BiW, Michael is only trying to help you.
You really should shape that thing up with punctuation. And carve away at the baroque prose. It’s worth rewriting.
I’ve been informed that the Google search for it comes up with 51,700 hits. I think the rewrite ship has sailed, lauraw.
Why? Even more people will read it if you do it again.
When I’m writing, I seem to have a little internal monitor that goes off when it’s been a while since I used the ol’ “right hand bottom row ring finger” action in a while.
I guess that is why I’m not cut out for blogging, only commenting.
Its just an older style of writing, you aren’t very familiar with the immense sentences that writers once crafted, with multiple nested clauses between commas. It took concentration and education to understand what they were saying. It wasn’t until that hack Hemingway tried to write. Everything with. Shorter sentences. Even if it sucked. That everyone decided that long was bad.

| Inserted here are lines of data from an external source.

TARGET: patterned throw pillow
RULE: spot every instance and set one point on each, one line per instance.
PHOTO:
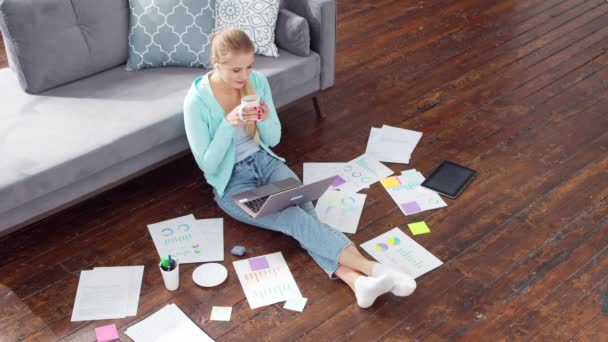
(170, 33)
(257, 18)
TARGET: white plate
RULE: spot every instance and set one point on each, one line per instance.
(211, 274)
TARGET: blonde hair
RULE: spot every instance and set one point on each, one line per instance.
(223, 44)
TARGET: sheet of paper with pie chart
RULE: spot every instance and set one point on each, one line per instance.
(189, 240)
(399, 250)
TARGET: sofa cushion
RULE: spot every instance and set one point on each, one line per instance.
(292, 33)
(66, 134)
(58, 41)
(170, 33)
(257, 18)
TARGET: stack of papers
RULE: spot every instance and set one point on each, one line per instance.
(392, 144)
(189, 240)
(409, 195)
(168, 324)
(266, 280)
(360, 173)
(108, 293)
(397, 249)
(341, 210)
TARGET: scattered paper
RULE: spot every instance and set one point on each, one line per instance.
(135, 275)
(266, 280)
(314, 172)
(341, 210)
(392, 144)
(399, 250)
(221, 313)
(360, 173)
(107, 293)
(410, 197)
(189, 240)
(168, 324)
(419, 228)
(296, 304)
(106, 333)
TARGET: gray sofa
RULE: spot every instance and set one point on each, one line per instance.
(69, 143)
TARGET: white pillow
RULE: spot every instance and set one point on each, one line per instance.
(257, 18)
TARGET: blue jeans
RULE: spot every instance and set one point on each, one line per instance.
(322, 242)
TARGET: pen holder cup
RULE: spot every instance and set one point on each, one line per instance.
(171, 278)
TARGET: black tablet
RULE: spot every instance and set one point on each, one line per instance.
(449, 179)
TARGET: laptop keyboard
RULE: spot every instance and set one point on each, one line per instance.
(256, 204)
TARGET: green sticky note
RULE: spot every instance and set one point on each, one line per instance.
(419, 228)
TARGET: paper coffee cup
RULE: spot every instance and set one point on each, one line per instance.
(248, 101)
(171, 278)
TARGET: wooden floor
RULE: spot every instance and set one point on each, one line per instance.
(515, 89)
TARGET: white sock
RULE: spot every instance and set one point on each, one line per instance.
(367, 289)
(404, 284)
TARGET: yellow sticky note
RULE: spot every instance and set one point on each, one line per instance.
(419, 228)
(390, 182)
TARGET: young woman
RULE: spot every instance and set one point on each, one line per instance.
(235, 156)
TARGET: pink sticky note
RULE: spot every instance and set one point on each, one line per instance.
(106, 333)
(338, 181)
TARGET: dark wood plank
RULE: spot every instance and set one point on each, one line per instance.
(597, 330)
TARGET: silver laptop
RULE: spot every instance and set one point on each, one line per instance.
(277, 196)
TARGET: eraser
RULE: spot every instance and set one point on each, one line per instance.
(238, 250)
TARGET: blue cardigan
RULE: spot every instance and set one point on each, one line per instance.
(210, 135)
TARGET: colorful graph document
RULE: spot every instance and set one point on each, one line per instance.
(399, 250)
(360, 173)
(266, 280)
(392, 144)
(168, 324)
(107, 293)
(411, 198)
(189, 240)
(313, 172)
(341, 210)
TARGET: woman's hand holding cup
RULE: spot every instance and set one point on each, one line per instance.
(250, 108)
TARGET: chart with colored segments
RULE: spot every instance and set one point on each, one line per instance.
(189, 240)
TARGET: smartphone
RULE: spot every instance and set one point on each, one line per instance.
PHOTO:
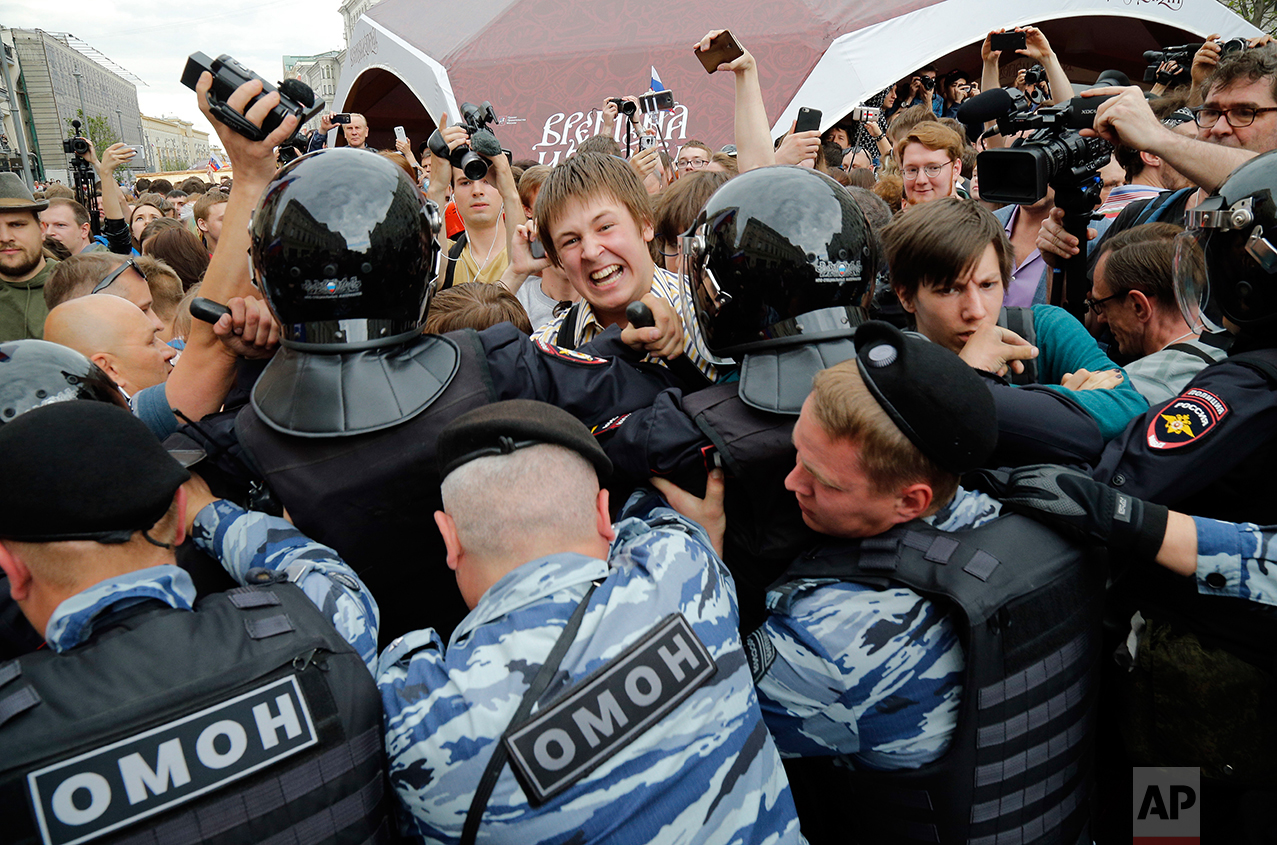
(723, 49)
(1006, 41)
(808, 120)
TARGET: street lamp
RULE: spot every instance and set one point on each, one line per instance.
(79, 84)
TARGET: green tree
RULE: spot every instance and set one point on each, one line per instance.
(1259, 13)
(100, 132)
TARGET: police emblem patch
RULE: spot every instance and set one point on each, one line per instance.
(570, 355)
(1185, 420)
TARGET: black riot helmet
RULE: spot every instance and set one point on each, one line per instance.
(35, 373)
(777, 258)
(1226, 262)
(344, 249)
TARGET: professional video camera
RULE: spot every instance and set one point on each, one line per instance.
(295, 96)
(1054, 156)
(83, 176)
(474, 120)
(625, 106)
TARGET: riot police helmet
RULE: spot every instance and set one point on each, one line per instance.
(779, 257)
(36, 373)
(344, 250)
(1226, 261)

It’s not a matter of familiarity, it’s a matter of how friggin hard you have to work to read it.
Someone should diagram that second sentence. Someone other than me.

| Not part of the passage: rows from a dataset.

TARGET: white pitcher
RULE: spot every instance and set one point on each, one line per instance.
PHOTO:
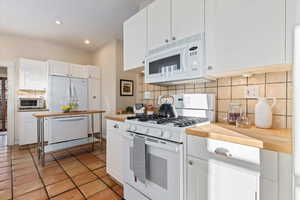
(263, 112)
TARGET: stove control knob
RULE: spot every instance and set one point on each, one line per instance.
(132, 128)
(167, 134)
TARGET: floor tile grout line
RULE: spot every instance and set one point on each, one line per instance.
(35, 164)
(98, 176)
(69, 178)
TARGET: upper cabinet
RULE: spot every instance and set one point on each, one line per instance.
(79, 71)
(58, 68)
(171, 20)
(159, 23)
(242, 34)
(187, 18)
(94, 72)
(135, 40)
(32, 75)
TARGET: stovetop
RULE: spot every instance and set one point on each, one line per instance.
(180, 121)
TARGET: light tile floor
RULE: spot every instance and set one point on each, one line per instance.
(73, 174)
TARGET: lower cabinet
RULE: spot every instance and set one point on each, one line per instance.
(27, 128)
(218, 170)
(216, 181)
(114, 149)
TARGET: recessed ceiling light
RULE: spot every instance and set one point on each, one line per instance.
(58, 22)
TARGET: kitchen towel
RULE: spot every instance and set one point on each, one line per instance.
(139, 158)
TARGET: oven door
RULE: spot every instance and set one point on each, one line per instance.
(165, 66)
(164, 168)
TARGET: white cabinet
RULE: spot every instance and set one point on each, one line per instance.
(27, 128)
(32, 75)
(171, 20)
(79, 71)
(215, 181)
(159, 23)
(243, 33)
(114, 149)
(187, 18)
(135, 40)
(94, 102)
(94, 72)
(58, 68)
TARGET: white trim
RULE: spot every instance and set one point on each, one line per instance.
(10, 101)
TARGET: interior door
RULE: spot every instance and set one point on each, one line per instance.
(243, 33)
(159, 23)
(187, 18)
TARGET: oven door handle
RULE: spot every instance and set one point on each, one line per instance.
(156, 143)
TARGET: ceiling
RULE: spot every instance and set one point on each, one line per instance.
(96, 20)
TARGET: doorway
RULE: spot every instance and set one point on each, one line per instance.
(3, 106)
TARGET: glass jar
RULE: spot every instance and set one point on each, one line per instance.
(234, 112)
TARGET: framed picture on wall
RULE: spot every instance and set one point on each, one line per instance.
(126, 87)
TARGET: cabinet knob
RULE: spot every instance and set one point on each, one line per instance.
(116, 126)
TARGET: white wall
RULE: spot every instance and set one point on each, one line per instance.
(124, 101)
(13, 47)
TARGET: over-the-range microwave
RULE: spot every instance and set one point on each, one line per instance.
(179, 61)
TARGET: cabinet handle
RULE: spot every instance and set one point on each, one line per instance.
(116, 126)
(223, 152)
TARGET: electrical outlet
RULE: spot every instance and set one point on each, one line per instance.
(251, 92)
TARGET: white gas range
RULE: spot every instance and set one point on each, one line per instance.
(154, 151)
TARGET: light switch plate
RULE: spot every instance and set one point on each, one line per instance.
(251, 92)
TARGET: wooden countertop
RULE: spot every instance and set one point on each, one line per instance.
(279, 140)
(119, 117)
(61, 114)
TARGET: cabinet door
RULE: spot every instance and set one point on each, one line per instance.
(197, 177)
(187, 18)
(95, 102)
(243, 33)
(58, 68)
(159, 23)
(291, 6)
(32, 75)
(94, 72)
(213, 181)
(78, 71)
(135, 40)
(230, 183)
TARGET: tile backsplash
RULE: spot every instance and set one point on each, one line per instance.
(232, 89)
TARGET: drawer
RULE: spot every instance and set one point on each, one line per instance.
(204, 148)
(112, 125)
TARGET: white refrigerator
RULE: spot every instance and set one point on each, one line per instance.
(62, 91)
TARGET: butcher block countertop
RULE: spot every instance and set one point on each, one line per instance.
(279, 140)
(119, 117)
(72, 113)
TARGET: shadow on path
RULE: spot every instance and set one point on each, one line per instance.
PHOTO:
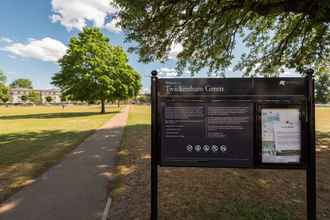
(76, 188)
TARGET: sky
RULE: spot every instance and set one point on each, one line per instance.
(35, 34)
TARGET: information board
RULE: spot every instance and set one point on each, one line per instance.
(260, 123)
(281, 135)
(221, 122)
(204, 131)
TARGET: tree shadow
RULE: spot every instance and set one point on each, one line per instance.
(55, 115)
(69, 154)
(19, 147)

BiW is being a very good sport about all these little rabbit punches.
We kid because we love, as Don Rickles used to say.

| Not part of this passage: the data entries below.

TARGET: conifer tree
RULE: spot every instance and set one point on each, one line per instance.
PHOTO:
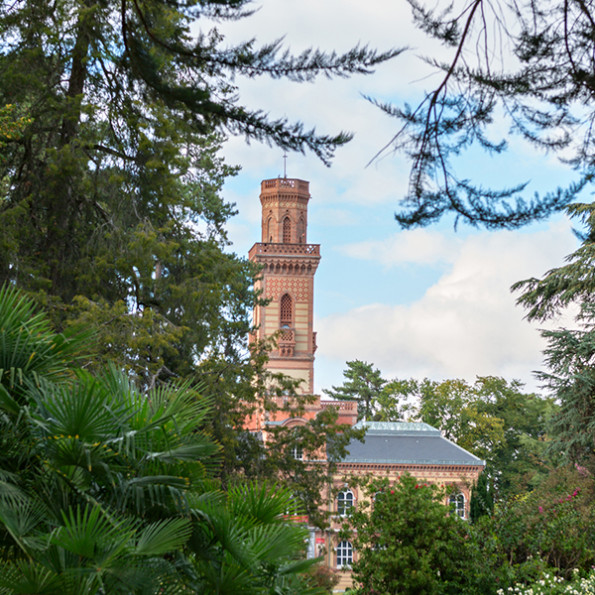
(523, 67)
(110, 204)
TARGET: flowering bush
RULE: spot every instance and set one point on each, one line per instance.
(550, 584)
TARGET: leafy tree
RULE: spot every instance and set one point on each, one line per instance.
(482, 498)
(522, 65)
(365, 384)
(106, 489)
(495, 420)
(546, 527)
(407, 542)
(112, 215)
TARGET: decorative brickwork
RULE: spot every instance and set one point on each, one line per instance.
(288, 264)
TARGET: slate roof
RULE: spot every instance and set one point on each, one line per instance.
(407, 443)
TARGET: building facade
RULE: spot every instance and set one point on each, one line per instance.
(288, 264)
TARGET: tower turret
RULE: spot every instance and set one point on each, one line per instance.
(287, 279)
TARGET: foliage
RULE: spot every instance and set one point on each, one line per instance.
(545, 528)
(11, 126)
(569, 354)
(106, 489)
(551, 584)
(376, 397)
(407, 542)
(523, 66)
(482, 497)
(109, 197)
(495, 420)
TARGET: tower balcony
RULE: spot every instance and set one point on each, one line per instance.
(273, 249)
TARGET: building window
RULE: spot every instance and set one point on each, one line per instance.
(344, 554)
(286, 313)
(457, 504)
(344, 502)
(297, 453)
(269, 233)
(301, 230)
(287, 230)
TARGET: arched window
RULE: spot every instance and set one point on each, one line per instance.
(457, 504)
(344, 502)
(287, 230)
(298, 453)
(286, 310)
(269, 234)
(344, 554)
(301, 230)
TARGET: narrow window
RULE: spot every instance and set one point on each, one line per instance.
(269, 234)
(301, 231)
(457, 504)
(344, 554)
(286, 314)
(344, 502)
(287, 230)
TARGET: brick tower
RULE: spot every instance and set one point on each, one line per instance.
(287, 279)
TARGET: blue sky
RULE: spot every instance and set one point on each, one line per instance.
(422, 303)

Besides, BiW can dish it out pretty good himself.
Besides, BiW can dish it out pretty good himself.
When you attack the form and not the message, I’m more or less OK with it. It is the way that it came to me, and it is what struck me, the author, as the correct presentation. I take the hit count, pingbacks, trackbacks, email chains, and publication in comments and posts at numerous sites as an effective rebuttal to one charge that the people I’m trying to reach wouldn’t understand half the words I use, and would stop reading by the second paragraph anyway.
As for some of the other criticisms raised in the comments there, I had hoped a few others might have set right a few of the misapprehensions. Since that doesn’t seem to be the case, I may write a less florid response to some of the other critcism of the message, after I complete the myriad of things I still must complete today.
BiW is being a very good sport about all these little rabbit punches.
Lauraw, if I was in the market for a FIGF, you would be it.
It’s not a matter of familiarity, it’s a matter of how friggin hard you have to work to read it.
Dave, I tried to work bewbs into it. I really did, but it just violated the spirit of the thing.;-)
http://tinyurl.com/le4rl4
Help me. Help you.
Helpmehelpyou.
Here is one of the Apostle Paul’s sentences that KC was referring to (the periods were added by the translators but this was one sentence in the original Greek):
>> I take the hit count, pingbacks, trackbacks, email chains, and publication in comments and posts at numerous sites as an effective rebuttal to one charge that the people I’m trying to reach wouldn’t understand half the words I use, and would stop reading by the second paragraph anyway.
You should put that flag counter thing on it. That would really make it seem important.
I gave BiW a hard time earlier when he posted this, but he’s right. It has the same style and cadence as the original Declaration, which is what makes this so powerful.
Otherwise, it would just be a couple bullet points on a powerpoint slide, and who pays any attention to that?
Punctuation, bewbs, flag counter, these are all great ideas!
See, BiW, your pals are just trying to help you out.
Also, in a treatise of that length, there should have been something said about bacon. Shame on you for leaving that out.
http://tinyurl.com/le4rl4
Help me. Help you.
Helpmehelpyou.
I think Pupster was actually born with the Hostage gene.
Like I said: familiarity and age. From an older time (such as when the Declaration was originally written) that sort of writing was standard, and even elegant. Today its too haarrrd to read, bro!